While searching for the perfect present for the 100th birthday of his beloved Aunt Lucy (voiced by Imelda Staunto), Paddington spots a unique and very expensive pop-up book in the antique shop of Mr. Gruber (Jim Broadbent). He then embarks upon a series of odd jobs to buy it with hilarious results. But when the book is stolen, Paddington is framed as the culprit. So the Browns and their adopted animated bear must find a way to unmask the thief through some thrilling adventures.
The theme of good versus bad runs throughout the film, which also features important life lessons about kindness and understanding, and a strong moral stance.
“If you’re kind and polite, the world will be right,” Paddington tells his adopted family, repeating a saying he learned from Aunt Lucy.

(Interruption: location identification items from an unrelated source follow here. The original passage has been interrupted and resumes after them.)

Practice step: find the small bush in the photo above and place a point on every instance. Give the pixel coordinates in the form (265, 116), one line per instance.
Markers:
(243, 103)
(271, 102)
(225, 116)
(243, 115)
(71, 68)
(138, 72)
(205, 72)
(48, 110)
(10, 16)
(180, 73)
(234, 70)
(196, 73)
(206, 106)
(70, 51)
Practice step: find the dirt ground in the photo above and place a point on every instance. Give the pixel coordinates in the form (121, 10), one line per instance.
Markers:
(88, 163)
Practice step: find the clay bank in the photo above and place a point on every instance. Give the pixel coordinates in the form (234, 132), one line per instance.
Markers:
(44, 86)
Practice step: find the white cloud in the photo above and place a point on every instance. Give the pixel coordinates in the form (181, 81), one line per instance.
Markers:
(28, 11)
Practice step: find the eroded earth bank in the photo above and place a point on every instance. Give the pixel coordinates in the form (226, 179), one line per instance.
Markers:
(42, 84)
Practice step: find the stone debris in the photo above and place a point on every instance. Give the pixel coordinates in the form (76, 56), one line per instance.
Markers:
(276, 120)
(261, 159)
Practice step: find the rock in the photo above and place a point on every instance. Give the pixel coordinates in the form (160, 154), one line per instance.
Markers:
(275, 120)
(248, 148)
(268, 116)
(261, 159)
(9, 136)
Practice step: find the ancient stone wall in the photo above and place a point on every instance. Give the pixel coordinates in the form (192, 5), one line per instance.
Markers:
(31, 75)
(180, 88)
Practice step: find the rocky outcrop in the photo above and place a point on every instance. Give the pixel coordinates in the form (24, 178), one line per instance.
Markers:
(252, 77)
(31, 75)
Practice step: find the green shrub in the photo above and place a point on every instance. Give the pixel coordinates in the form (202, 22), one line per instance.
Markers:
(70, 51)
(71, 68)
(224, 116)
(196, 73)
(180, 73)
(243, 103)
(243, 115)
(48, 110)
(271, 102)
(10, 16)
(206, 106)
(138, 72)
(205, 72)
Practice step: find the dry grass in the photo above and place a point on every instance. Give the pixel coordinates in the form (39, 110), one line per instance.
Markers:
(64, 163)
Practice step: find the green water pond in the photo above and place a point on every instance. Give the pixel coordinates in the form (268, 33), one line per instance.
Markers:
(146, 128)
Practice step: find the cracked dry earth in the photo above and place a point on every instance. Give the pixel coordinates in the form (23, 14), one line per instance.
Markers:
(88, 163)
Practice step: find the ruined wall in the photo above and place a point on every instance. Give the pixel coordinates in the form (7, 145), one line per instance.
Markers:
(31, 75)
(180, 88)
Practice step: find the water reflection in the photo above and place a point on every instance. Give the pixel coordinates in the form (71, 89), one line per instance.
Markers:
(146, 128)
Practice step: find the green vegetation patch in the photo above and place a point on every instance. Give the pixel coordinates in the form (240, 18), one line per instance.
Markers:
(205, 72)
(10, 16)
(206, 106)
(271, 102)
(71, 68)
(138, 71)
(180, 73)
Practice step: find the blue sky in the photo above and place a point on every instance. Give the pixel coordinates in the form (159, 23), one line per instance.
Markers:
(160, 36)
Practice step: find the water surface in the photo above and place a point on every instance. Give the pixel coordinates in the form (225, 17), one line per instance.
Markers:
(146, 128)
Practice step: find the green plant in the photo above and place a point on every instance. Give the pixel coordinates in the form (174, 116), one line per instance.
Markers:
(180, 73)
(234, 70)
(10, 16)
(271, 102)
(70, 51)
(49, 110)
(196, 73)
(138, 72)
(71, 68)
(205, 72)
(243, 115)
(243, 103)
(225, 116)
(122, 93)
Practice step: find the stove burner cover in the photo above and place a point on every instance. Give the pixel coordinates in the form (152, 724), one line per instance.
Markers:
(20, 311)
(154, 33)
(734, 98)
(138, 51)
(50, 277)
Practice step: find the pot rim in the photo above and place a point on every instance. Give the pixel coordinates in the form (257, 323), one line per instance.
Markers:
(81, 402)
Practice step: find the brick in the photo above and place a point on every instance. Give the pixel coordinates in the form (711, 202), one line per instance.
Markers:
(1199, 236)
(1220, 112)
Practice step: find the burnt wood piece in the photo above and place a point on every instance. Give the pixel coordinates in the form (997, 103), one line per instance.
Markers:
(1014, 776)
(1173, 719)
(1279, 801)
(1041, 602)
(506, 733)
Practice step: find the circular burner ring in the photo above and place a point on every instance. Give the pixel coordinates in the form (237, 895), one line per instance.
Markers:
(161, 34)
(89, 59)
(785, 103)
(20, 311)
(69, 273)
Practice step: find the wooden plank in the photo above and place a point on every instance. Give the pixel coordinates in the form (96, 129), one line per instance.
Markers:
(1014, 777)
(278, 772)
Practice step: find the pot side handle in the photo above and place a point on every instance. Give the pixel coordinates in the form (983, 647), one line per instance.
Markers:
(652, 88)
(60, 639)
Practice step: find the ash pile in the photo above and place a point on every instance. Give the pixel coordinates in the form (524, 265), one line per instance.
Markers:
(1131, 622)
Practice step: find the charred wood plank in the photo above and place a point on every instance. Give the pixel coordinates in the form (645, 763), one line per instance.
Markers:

Although not a faith-based film and its spiritual aspects are minimal, Paddington 2 extols the biblical adage that love never fails. Paddington is always polite and kind all the time, which sets a great role model for children.
“Paddington wouldn’t hesitate if any of us needed help!” Henry Brown (Hugh Bonneville) tells Mr. Curry (Peter Capaldi), Windsor Gardens’ curmudgeon who doesn’t like Paddington. “He looks for the good in all of us. And somehow he finds it.”
On the flip side of the good is the dastardly Phoenix Buchanan (Hugh Grant), a washed up actor reduced to doing dog food commercials who used to be really famous, but is now bitter, obsessed with himself and unpleasant. As the villain, Phoenix is the opposite of Paddington.
After Paddington lands in prison, he encounters the nasty Knuckles McGinty (Brendan Gleeson), an inmate cook who reluctantly warms to the bear.
“I don’t do nothing for no one for nothing,” Knuckles repeatedly tells Paddington, but he soon loses his angry nature when he falls for Paddington’s charms and talents in the kitchen.
Funny and witty, Paddington 2 is brilliantly and wonderfully animated like the first film. One scene features a nod to the 2D paper cutouts of the human characters in the 1970s children’s TV show. Directed by Paul King, the live-action/CGI animated comedy features small and cute details, including the newspaper headlines and the To Do list in the Browns’ kitchen. Additionally, there is an amusing “what happened after” montage after the credits.
Paddington 2 is an excellent sequel and a perfect memorial to Bond, who died in June 2017 at age 91 when the sequel was still being filmed. The movie features a deeply moving portrayal of family, community, sacrificing and loving your neighbor. With a running time of 100 minutes, Paddington 2 is the “bearfect” family-friendly film to warm moviegoers up for the winter.
What To What For: Paddington 2 is rated PG for some action and mild rude humor. There is only one really scary scene near the end, but it is clear that Paddington makes it out fine. Speaking of scary, the villain this time is less threatening than Nicole Kidman’s somewhat creepy character in the first film, although Phoenix lies and steals. There is one light profanity using God’s name in vain and Paddington washes windows with his behind, which is played for laughs. Also, there is no sexual content, although one unmarried couple come out of their home in pajamas. There is light violence and scenes of danger, including Paddington dropping from buildings and falling in a river on a train.